SENTENCIA CONSTITUCIONAL 0404/2004-R
Fecha: 23-Mar-2004
III.1.
En ese entendido, cabe señalar que, con relación a la primera problemática, relativa a que la Jueza recurrida ilegalmente habría confirmado el Laudo Arbitral, cuando lo que le correspondía era declarar la procedencia o en su caso la improcedencia del recurso de anulación, se debe tener en cuenta que una de las características del recurso de amparo constitucional es la inmediatez, lo que significa que es una garantía constitucional de carácter procesal que tiene la finalidad de otorgar protección inmediata e idónea a la persona cuyos derechos fundamentales han sido restringidos o suprimidos, una vez que ella agote las vías ordinarias de protección previstas en el ordenamiento jurídico del Estado; en consecuencia, se entiende que la persona agraviada debe plantear el amparo constitucional para que se le brinde tutela inmediatamente de haber agotado las vías legales ordinarias, a cuyo efecto, este Tribunal Constitucional, mediante su jurisprudencia ha establecido como un plazo razonable seis meses, lo que significa que pasado ese plazo se opera la caducidad del derecho de accionar el amparo constitucional; ello tiene su fundamento, de una parte, en la presunción del libre consentimiento, pues si una persona, cuyo derecho eventualmente se hubiese lesionado, toma conocimiento material de la restricción o supresión y decide no accionar por la vía del amparo y deja transcurrir un período largo de tiempo, se presume su consentimiento; y, por otra, la preservación de los derechos de terceras personas que hubiesen concurrido de buena fe al proceso judicial, cuya decisión se califica de lesiva del derecho fundamental, para adquirir un derecho.

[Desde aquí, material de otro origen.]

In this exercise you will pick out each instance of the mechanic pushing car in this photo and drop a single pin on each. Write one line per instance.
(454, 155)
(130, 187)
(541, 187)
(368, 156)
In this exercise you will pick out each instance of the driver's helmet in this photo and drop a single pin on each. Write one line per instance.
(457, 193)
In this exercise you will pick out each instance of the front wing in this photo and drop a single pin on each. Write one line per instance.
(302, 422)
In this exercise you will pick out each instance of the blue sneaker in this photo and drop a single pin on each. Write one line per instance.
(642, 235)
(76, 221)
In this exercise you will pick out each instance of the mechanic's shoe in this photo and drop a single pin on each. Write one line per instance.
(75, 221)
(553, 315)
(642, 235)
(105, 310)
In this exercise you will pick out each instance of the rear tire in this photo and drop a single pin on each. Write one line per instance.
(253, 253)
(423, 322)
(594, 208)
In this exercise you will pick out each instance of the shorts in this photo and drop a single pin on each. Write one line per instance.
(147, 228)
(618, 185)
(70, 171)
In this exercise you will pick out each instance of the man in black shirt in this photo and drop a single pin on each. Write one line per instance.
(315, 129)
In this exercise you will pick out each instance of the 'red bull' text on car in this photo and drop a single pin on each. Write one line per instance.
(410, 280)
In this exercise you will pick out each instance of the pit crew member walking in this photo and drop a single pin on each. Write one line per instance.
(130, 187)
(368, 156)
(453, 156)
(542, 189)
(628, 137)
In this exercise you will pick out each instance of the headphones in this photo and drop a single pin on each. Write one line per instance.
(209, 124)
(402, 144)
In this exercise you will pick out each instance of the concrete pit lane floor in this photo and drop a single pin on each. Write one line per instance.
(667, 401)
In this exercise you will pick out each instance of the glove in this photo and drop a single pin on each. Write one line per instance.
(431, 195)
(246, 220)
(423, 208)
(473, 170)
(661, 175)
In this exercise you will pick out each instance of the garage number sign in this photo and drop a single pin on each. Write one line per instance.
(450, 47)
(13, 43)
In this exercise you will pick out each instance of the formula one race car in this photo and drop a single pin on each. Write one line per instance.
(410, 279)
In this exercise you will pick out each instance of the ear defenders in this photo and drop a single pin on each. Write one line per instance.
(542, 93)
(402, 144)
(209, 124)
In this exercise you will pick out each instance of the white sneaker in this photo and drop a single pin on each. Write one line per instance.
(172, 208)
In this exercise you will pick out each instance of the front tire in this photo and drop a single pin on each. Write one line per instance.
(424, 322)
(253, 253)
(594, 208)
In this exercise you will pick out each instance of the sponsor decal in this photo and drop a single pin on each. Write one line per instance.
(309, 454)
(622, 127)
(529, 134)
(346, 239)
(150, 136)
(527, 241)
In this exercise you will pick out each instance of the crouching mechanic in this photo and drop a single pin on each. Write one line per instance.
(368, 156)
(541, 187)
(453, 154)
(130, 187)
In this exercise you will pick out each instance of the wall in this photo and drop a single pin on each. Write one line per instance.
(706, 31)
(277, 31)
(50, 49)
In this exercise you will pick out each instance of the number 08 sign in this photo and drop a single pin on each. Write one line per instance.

Entonces, la jurisprudencia constitucional, ha establecido que la jurisdicción constitucional se encuentra impedida de conocer el fondo de lo denunciado de ilegal, cuando de obrados se evidencia que la persona agraviada dejó transcurrir más de seis meses desde que tuvo conocimiento del acto impugnado y agotó las vías legales ordinarias para el restablecimiento de sus derechos vulnerados.
En el caso que motiva el presente amparo, los recurrentes cuestionan la forma en la que la Jueza recurrida dictó la Resolución 98/2001 de 1 de marzo, por la que resolvió el recurso de anulación; esa Resolución fue de conocimiento de la institución a la que representan los recurrentes hace años atrás, incluso motivó que la entidad a la que representan, el 19 de julio de 2001, planteara un recurso de amparo constitucional (que fue declarado improcedente por SC 934/2001-R) en el que ni siquiera impugnaron el extremo ahora denunciado. De manera que, por el transcurso del tiempo y en aplicación del principio de inmediatez, este Tribunal Constitucional no puede ingresar al análisis de fondo de la problemática planteada con relación a la Resolución 98/2001 de 1 de marzo dictada por la Jueza recurrida, ello porque la entidad a la que representan los recurrentes no plantearon ningún reclamo oportuno sobre ese extremo; por lo que por esta razón es inviable la tutela solicitada.